I am trying to find the torsion of the ring $R= \mathbb Z ^{2 \times 2}$ seen as an $R-$ left module. So I want to see for which matrices $B$, there exists $A \neq 0$ such that $AB=0$. So if $B=\begin{pmatrix} a & b \\ c & d \\ \end{pmatrix}$, then I want to find $A=\begin{pmatrix} x & y \\ z & w \\ \end{pmatrix}$ with $$\begin{pmatrix} x & y \\ z & w \\ \end{pmatrix}\begin{pmatrix} a & b \\ c & d \\ \end{pmatrix}=\begin{pmatrix} 0 & 0 \\ 0 & 0 \\ \end{pmatrix}$$
From this condition I get these equations:
$$ax+cy=0$$$$bx+dy=0$$$$az+cw=0$$$$bz+dw=0$$
If $B$ is an invertible matrix in $R$, then it is clear that $B$ is not in the torsion. This led me to think that the torsion may be the set of non invertible matrices, or at least is contained in it.
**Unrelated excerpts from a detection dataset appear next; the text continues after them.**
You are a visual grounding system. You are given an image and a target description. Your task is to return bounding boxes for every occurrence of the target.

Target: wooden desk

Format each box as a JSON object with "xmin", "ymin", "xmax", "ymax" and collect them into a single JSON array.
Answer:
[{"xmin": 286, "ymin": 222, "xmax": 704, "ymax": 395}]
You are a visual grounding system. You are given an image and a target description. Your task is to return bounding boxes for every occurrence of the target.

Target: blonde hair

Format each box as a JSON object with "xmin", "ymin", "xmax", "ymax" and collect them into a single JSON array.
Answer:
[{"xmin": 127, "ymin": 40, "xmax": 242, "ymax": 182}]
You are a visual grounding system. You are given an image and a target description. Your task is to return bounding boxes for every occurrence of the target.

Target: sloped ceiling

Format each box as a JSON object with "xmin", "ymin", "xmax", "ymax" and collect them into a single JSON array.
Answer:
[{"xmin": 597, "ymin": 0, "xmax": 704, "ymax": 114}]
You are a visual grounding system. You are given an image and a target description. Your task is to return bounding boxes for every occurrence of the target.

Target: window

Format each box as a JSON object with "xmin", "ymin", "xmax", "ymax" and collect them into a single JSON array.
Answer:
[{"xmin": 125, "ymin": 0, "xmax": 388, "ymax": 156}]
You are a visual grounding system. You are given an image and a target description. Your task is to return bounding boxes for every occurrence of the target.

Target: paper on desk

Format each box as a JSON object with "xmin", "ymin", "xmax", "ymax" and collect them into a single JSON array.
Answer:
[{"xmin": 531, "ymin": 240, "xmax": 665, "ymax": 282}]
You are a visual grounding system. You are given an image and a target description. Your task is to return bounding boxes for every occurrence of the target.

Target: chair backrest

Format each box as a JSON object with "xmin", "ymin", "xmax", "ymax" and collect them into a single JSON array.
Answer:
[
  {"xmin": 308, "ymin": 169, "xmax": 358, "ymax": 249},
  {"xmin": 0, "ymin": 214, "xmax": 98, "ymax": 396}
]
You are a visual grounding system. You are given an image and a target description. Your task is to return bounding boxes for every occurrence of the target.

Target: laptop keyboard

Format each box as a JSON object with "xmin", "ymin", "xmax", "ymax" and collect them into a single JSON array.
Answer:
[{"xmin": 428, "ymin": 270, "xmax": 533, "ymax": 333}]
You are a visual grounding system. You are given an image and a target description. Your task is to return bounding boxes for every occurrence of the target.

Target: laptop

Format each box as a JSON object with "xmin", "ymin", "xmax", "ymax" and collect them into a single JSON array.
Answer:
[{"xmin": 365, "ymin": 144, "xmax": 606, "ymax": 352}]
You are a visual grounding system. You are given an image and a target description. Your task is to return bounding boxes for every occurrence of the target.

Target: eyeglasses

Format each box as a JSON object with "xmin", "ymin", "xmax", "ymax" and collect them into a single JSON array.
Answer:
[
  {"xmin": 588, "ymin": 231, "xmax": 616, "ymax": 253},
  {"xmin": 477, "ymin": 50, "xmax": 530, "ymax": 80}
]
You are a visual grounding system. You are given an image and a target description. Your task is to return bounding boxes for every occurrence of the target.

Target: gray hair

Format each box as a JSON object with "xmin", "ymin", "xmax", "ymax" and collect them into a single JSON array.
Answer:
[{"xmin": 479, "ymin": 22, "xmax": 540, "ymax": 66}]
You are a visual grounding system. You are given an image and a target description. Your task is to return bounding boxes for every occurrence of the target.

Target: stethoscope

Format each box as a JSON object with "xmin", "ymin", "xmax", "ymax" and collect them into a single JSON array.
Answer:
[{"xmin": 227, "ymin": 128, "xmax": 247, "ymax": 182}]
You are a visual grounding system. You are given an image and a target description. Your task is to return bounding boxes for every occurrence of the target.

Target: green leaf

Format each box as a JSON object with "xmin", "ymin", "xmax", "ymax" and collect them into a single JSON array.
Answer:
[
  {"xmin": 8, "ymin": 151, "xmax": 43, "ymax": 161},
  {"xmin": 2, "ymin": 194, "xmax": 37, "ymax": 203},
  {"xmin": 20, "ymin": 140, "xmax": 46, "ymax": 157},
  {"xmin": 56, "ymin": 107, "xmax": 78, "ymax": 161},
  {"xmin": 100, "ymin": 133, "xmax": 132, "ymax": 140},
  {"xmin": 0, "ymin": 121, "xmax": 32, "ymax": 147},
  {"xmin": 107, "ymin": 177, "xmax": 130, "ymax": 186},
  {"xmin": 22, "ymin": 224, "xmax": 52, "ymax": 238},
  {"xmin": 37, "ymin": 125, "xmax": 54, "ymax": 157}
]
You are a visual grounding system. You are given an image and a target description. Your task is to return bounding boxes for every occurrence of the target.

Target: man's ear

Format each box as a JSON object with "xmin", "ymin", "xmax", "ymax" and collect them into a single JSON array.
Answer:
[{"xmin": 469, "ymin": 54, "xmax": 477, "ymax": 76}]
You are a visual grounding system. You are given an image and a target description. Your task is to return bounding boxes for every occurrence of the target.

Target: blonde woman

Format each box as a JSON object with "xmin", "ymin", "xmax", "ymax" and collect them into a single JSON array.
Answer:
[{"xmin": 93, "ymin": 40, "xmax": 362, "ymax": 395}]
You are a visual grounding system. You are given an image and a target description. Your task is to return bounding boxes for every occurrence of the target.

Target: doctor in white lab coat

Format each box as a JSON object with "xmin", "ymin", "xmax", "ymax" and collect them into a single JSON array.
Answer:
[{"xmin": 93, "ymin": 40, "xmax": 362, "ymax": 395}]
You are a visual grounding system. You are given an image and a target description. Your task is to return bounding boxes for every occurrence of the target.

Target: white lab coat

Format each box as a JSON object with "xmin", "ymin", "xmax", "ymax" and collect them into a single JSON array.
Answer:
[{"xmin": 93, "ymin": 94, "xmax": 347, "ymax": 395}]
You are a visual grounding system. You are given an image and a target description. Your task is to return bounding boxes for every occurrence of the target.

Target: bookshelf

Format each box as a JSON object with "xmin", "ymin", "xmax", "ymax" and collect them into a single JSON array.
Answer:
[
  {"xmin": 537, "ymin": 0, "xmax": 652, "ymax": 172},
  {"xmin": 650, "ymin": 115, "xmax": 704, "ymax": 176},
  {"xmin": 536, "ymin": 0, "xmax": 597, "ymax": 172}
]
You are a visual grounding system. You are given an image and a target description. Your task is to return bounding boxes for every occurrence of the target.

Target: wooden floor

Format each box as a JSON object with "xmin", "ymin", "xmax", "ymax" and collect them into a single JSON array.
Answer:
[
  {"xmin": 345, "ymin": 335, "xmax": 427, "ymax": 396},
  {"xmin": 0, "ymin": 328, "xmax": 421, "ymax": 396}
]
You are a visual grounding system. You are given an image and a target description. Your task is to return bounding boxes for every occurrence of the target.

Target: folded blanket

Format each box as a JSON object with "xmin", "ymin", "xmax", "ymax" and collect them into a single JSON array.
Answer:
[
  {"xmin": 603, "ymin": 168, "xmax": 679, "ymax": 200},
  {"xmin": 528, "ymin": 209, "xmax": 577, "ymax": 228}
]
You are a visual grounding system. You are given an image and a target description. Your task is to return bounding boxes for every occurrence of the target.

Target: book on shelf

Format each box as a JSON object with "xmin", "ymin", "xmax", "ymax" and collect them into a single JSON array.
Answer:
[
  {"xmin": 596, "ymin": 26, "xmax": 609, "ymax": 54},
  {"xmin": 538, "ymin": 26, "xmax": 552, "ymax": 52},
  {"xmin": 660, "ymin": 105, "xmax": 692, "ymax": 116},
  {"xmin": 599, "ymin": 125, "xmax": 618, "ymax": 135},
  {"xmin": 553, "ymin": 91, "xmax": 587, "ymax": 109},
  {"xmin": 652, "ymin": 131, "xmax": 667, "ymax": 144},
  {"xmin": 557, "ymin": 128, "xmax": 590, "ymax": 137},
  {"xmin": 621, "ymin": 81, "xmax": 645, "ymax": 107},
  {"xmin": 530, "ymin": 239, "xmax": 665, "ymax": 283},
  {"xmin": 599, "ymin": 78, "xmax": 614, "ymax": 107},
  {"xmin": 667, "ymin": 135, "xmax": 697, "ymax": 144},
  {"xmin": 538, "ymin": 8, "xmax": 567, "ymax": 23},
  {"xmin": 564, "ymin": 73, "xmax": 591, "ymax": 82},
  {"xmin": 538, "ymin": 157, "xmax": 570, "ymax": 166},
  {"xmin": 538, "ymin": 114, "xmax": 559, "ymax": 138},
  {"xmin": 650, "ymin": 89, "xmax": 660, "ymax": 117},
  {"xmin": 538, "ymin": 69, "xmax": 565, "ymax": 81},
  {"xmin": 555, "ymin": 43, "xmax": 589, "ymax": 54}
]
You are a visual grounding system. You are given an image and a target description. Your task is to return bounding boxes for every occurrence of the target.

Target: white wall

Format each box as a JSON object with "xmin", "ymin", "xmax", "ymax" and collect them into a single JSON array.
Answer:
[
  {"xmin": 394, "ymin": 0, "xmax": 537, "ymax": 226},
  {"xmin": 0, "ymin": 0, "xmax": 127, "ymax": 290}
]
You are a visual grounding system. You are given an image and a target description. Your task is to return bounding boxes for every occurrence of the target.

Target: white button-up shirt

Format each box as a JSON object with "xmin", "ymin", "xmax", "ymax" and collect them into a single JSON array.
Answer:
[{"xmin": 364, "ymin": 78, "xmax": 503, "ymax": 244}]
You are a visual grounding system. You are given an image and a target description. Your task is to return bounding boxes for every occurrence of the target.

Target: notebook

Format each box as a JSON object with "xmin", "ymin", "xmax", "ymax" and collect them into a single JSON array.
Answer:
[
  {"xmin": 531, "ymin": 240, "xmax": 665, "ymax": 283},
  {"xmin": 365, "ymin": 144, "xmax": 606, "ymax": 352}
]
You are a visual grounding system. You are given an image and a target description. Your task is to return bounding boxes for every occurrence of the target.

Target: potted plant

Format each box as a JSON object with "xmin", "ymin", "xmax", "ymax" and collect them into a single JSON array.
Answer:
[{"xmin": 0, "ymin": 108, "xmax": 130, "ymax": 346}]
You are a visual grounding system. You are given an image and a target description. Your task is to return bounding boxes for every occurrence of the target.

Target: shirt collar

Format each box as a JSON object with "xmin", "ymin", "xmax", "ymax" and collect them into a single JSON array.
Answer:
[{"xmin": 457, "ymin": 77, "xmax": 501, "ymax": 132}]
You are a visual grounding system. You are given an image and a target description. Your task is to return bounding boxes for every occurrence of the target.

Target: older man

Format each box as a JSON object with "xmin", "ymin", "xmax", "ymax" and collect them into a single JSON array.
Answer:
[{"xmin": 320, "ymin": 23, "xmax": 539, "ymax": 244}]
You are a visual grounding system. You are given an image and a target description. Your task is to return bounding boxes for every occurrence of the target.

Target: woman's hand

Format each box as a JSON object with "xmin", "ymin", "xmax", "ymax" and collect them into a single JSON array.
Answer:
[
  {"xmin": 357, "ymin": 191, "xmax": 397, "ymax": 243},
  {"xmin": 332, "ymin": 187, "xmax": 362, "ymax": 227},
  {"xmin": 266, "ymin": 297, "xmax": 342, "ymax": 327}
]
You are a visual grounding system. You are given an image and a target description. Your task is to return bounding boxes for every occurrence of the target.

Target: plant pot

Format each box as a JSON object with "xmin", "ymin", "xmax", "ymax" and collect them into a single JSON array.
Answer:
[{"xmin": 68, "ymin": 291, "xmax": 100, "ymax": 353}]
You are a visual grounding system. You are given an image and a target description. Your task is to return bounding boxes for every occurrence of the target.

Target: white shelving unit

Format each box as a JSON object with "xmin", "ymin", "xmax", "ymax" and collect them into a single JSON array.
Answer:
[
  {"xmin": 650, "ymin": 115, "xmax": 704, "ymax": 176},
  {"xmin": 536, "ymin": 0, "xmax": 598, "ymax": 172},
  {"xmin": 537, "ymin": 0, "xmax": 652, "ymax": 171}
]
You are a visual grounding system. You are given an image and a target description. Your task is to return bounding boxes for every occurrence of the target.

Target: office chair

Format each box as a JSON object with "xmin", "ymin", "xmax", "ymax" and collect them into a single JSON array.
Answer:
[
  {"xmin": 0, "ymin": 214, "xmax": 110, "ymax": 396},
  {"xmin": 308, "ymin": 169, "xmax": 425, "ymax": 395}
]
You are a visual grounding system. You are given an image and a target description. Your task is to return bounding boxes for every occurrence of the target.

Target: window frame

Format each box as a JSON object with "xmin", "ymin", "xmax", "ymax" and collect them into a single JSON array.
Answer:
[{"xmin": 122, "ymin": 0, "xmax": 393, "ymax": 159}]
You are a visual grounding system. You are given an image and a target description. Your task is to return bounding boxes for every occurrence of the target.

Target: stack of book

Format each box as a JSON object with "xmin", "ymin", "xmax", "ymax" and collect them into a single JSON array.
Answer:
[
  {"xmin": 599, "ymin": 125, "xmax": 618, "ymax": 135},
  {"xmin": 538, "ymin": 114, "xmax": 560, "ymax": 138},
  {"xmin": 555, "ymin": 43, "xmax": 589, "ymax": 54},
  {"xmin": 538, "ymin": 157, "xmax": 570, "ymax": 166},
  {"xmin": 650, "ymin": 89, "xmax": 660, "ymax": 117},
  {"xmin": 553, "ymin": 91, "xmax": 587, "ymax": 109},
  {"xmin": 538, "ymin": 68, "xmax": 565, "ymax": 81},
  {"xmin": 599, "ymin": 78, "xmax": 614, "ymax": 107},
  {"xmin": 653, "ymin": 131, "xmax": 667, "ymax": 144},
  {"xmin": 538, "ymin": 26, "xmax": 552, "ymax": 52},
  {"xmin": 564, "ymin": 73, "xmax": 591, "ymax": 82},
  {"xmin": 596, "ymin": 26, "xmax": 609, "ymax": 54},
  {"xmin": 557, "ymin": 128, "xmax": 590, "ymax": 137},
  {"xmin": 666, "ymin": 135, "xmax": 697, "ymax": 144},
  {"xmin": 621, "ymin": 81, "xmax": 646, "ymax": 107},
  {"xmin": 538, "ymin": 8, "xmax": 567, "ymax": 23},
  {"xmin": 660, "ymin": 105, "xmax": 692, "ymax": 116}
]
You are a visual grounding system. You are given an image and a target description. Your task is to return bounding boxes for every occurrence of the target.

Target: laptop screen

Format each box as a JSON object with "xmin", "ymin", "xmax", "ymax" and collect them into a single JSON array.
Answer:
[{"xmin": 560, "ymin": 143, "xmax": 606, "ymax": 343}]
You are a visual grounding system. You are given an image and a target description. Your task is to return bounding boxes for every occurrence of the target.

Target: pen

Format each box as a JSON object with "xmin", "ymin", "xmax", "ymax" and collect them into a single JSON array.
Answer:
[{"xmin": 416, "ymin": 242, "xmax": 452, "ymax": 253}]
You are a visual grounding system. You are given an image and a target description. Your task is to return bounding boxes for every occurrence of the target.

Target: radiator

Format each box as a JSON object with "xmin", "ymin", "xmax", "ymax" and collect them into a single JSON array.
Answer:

I've tried to find the invertible matrices in this ring but I got stuck.
Any suggestions would be appreciated.
It's easier to find the right zero divisors, transposition will give the left zero divisors.
If $A=\left[\begin{smallmatrix}a&\smash{b}\\c&d\end{smallmatrix}\right]$ is a left zero divisor, then there is a vector $v=\left[\begin{smallmatrix}x\\y\end{smallmatrix}\right]\ne0$ such that $Av=0$ and conversely, because we can use the matrix having $v$ on both columns.
In particular, the rank of $A$ (as a matrix in $\mathbb{Q}^{2\times2}$) must be $<2$. Conversely, if $A$ has rank $<2$, we can find $v\ne0$ with rational coefficients such that $Av=0$. But upon multiplying $v$ by a common multiple of the denominators of the coefficients, we get a vector with integer coefficients and the same property.
So a matrix is a left zero divisor if and only if its rank is $<2$, that is, its determinant is $0$. Since transposition doesn't change the determinant, we have also characterized the right zero divisors.
Note that this set is properly contained in the set of noninvertible matrices: a matrix can have rank $2$ but be noninvertible in $\mathbb{Z}^{2\times2}$.